Now, I also concur with Henderson that the fact that someone would CHOOSE to engage in a market transaction rather than a non-market transaction demonstrates that the person perceives some advantage from doing so, and taxation gives us cause to believe that this advantage is large. But that statement does not rebut Cass’s critique of the GDP.
2: In praising non-market (home-based) production, Cass echoes arguments developed in Elizabeth Warren’s Two Income Trap (2003). Warren cited data suggesting—contrary to expectation—that two-income households are more prone to bankruptcy.
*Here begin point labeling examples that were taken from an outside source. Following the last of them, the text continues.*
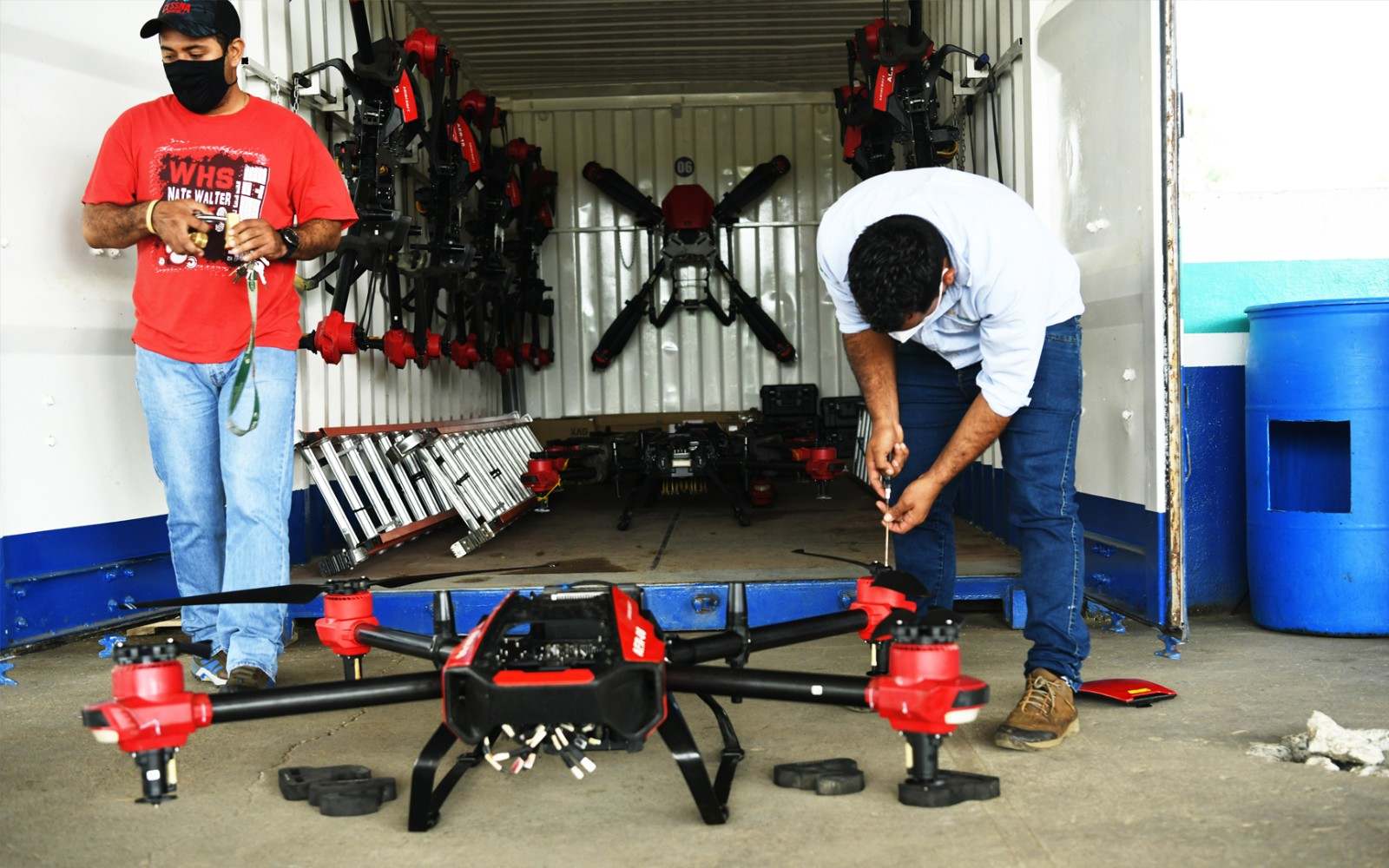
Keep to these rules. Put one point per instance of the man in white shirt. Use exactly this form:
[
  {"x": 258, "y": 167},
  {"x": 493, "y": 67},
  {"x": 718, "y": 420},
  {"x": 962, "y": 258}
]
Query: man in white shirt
[{"x": 960, "y": 316}]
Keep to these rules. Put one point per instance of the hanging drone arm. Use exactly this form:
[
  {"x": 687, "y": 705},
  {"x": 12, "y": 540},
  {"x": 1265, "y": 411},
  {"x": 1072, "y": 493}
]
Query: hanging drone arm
[
  {"x": 768, "y": 684},
  {"x": 622, "y": 331},
  {"x": 750, "y": 189},
  {"x": 335, "y": 696},
  {"x": 763, "y": 326},
  {"x": 719, "y": 646}
]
Henderson’s critique fails to address this dynamic.
I suspect this dynamic arises from non-populist reasons. First, while Warren rejects the “overconsumption myth” that blames household bankruptcy on mindless consumption, Americans indisputably buy bigger houses than their parents did. Admittedly, housing expenditures are not merely consumption; they are an investment not only in real estate, but also in access to a school district. Still, a big mortgage will result in more households becoming over-extended than if they’d simply bought their parents’ house.
Second, the US labor market in increasingly stratified. It increasingly favors “tournament economics,” wherein a person at the pinnacle of his profession—and who can be on constant call to his employer—reaps enormous rewards, whereas two people, each working a 40-hr week, will not. The high earner typically attended an elite school and marries a peer; his spouse then becomes a full-time homemaker to better enable to breadwinner to focus on his career. These households are unlikely to go bankrupt. Even if the breadwinner loses his job, the spouse is similarly credentialed and could leap into the market as needed. In contrast, if either spouse in the two-income household loses her income, the household will likely be unable to sustain itself.
3: Finally, Henderson’s critique of Cass neglects to address long-term consequences related to child-rearing. Many people (Cass?) argue that stay-at-home parents are better for child development—and this may manifest itself in future productivity.
On the farm, the choice to have a kid was an explicitly economic choice; it represented the farmer’s future labor force. [Insert discussion of masters, slaves, and child-production here.] But today, for most couples, the choice to have kids is akin to the choice to have pets; the parents may have little expectation of capturing the child’s future productivity. Yet, for society, these choices have enormous (and typically positive) externalities.
To make a fair comparison of policy alternatives that affect child-rearing, therefore, we’d need to consider long-term consequences. Parents, like any other private actor, cannot be expected to make socially optimal decisions in the face of externalties. That’s what public policy is for.
David Henderson
Feb 23 2020 at 11:33am
You wrote:
So Columbus is an expert on probabilities based on one sample point?
You wrote:
I think you and I have a big difference here: I don’t think these are big externalities. My view is that a large majority of parents care a lot about their kids’ futures. We can see evidence in the way they push sports, try to choose good schools, etc.
You wrote:
And what are the incentives that cause government officials, who don’t even know the kids, to make good long-run decisions for them? You’ve inserted a deus ex machina.